Gros titre du journal ce matin : « La planète se dirige vers la catastrophe. » Au lendemain de ma rencontre avec Béatrice, au pays des merveilles, mettons que ça place quelques nuages dans le ciel. Le directeur du Programme des Nations unies pour l’environnement (PNUE) explique qu’un an après l’Accord de Paris, les efforts des pays signataires sont nettement insuffisants pour espérer demeurer sous le seuil minimal d’augmentation de la température fixé à 2 degrés Celsius. Il nous prévient — une fois de plus ! — que, si la tendance se maintient, nous pavons le chemin d’un avenir misérable à des centaines de millions de personnes. Des centaines de millions de personnes ! ☹
Dans le deuxième cahier, on donne des précisions sur les démarches du puissant pays voisin, dont les élus souhaitent baisser grandement les impôts, tout autant des très riches que des autres. Pareillement, ils veulent baisser l’impôt des entreprises, sans tenir compte de leur taille. Tout cela creusera encore l’écart, déjà gigantesque dans ce pays, entre les plus riches et les moins nantis. Voilà bien quelques — gros nuages — dans le ciel du pays des merveilles ! Il est difficile de garder le cap sur un monde solidaire et écologique dans ces circonstances…

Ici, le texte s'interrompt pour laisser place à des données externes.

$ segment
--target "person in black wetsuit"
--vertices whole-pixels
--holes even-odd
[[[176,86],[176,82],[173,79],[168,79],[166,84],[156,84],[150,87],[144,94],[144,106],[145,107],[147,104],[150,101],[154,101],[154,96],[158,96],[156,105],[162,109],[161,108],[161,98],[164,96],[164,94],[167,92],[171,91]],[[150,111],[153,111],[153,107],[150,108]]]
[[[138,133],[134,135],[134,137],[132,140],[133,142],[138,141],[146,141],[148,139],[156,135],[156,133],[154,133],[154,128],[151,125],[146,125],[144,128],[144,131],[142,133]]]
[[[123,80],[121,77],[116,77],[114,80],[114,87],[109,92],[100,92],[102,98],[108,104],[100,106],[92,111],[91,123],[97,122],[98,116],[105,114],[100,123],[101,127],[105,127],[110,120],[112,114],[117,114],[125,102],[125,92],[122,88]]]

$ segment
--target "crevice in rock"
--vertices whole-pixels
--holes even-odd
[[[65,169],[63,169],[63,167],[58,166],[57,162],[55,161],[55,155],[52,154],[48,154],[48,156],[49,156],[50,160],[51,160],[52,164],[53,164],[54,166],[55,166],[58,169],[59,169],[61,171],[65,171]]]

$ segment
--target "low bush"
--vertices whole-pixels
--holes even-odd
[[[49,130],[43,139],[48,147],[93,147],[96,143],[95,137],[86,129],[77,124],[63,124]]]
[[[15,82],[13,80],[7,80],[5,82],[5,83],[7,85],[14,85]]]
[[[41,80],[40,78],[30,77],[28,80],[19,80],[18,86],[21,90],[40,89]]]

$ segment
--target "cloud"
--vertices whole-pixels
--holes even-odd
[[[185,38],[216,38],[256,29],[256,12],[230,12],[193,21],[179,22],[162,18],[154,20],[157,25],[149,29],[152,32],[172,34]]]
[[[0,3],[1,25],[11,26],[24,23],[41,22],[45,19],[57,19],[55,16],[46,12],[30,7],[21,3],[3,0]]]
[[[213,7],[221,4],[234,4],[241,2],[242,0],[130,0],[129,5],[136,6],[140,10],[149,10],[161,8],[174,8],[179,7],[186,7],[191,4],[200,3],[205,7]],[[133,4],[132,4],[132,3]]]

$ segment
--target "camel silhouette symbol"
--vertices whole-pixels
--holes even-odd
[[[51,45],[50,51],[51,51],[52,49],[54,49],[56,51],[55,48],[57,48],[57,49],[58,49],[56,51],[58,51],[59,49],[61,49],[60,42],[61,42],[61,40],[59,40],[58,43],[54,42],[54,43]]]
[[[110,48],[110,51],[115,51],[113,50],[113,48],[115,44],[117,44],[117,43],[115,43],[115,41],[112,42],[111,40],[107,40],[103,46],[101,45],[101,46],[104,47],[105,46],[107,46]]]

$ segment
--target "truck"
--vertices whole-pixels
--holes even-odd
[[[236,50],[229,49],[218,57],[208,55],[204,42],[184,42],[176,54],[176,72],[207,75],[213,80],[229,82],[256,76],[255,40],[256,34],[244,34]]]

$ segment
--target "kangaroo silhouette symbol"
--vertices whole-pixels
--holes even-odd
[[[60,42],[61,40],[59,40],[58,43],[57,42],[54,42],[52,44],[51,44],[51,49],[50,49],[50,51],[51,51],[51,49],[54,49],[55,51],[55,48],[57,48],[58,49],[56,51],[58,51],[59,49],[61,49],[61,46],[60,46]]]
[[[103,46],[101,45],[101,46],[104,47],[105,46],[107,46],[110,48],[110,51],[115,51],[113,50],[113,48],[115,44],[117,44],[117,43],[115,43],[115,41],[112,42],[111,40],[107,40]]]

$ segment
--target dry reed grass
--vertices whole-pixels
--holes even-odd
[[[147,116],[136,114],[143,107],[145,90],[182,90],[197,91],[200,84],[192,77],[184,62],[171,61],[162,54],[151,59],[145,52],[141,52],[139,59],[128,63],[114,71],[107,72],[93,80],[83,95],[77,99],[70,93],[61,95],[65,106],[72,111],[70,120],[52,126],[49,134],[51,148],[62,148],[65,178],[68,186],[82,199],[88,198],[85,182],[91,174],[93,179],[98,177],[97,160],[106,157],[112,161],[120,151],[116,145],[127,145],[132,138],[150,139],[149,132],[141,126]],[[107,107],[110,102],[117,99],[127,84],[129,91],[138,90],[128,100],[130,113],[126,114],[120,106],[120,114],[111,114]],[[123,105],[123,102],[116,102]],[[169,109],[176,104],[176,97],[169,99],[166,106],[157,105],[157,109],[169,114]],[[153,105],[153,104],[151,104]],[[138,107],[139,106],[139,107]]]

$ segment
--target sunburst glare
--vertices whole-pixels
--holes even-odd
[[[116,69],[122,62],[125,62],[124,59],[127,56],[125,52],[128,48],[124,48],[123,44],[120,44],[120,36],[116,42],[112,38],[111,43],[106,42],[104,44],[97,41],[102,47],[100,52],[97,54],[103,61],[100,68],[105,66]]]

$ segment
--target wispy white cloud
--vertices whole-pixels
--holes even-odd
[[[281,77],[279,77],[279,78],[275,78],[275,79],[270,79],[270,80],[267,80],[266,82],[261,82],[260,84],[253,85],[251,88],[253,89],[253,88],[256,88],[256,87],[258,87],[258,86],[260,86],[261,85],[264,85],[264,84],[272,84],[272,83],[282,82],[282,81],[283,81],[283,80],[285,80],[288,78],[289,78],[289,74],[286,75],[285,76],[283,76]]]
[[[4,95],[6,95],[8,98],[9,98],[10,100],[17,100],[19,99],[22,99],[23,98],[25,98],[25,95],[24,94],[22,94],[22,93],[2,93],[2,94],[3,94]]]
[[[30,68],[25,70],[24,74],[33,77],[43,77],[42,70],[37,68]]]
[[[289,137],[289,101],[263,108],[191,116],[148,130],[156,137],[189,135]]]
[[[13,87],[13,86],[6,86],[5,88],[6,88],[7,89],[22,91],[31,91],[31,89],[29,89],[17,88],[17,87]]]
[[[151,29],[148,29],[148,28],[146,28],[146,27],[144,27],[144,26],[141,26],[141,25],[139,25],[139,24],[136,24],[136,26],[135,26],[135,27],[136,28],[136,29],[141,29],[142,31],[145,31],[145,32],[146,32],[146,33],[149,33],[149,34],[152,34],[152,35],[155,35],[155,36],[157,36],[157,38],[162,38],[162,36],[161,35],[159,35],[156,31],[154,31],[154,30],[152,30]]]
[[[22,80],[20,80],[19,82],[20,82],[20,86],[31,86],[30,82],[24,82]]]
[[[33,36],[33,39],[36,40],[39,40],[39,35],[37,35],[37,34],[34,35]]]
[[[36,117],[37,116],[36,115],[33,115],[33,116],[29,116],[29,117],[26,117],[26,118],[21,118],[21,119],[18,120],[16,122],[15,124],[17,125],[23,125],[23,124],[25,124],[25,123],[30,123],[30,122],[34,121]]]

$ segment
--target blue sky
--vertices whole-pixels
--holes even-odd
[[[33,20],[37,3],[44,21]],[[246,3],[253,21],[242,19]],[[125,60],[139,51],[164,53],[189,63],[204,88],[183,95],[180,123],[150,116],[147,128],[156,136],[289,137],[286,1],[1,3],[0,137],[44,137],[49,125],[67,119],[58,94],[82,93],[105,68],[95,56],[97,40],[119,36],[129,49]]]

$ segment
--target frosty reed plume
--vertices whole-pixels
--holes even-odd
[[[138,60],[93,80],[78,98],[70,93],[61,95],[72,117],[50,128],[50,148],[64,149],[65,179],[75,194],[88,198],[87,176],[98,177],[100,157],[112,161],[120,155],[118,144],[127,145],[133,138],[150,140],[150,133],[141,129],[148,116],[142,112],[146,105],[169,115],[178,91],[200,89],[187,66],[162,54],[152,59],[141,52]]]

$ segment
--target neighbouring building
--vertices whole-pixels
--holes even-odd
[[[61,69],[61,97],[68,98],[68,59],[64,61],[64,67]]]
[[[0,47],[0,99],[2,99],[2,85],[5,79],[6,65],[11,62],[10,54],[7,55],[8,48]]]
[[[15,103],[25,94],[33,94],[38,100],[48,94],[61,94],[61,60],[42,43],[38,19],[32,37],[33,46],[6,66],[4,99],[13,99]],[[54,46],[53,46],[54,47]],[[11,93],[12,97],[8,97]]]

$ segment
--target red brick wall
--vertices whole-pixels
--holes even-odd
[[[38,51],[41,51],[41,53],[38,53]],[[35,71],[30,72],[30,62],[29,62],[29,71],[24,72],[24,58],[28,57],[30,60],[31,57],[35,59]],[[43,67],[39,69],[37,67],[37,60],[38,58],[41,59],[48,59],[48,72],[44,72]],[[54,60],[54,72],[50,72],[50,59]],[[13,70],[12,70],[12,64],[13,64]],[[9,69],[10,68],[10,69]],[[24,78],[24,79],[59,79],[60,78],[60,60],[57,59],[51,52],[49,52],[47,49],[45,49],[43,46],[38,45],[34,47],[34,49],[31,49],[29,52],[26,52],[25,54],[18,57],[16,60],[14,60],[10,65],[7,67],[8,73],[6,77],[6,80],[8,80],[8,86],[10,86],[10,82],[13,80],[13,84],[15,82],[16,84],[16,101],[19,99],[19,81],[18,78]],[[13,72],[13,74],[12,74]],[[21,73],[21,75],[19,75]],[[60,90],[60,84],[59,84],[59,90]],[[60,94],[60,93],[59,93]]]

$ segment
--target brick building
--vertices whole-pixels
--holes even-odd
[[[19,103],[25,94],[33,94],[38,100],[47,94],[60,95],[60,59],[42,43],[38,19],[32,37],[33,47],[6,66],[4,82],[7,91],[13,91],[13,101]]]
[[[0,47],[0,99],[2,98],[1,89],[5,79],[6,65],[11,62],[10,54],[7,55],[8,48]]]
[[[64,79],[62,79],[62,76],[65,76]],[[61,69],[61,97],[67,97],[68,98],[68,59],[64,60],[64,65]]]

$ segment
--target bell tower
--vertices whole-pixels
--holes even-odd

Perspective merveilleuse :
1- Ne pas s’attarder indument dans les difficultés
Au fil de l’écriture de mon manuscrit, j’ai lu le conte d’Alice au pays des merveilles. J’ai découvert qu’Alice se faisait rabrouer régulièrement, et souvent vivement, par la plupart des êtres fantastiques qu’elle rencontrait. Il n’y avait pas que du bonbon dans ses rencontres, bien au contraire. Pourtant, c’est l’aspect merveilleux d’un tel voyage qui ressort de cette histoire. Peut-être parce qu’Alice avait une grande capacité à ne pas accrocher à ces moments difficiles et déplaisants… à les négocier simplement, tout en passant à d’autres aspects, souvent agréables et même fascinants, qui se présentaient dans la même foulée. Elle a, entre autres, négocié aisément avec la reine qui ordonnait, à tout bout de champ, le limogeage de ses sujets et parfois aussi d’Alice : « Décapitez-la ! » Bon je sais bien que, d’une fois à l’autre, Alice devait probablement se rendre compte qu’il ne s’agissait là que d’une injonction sans conséquence, mais elle savait y faire avec la rencontre de nuages et avait le don de garder le ciel bien en vue ! 😊
[…] — Ça n’a aucun sens ! cria Alice. Quelle idée de prononcer d’abord la sentence !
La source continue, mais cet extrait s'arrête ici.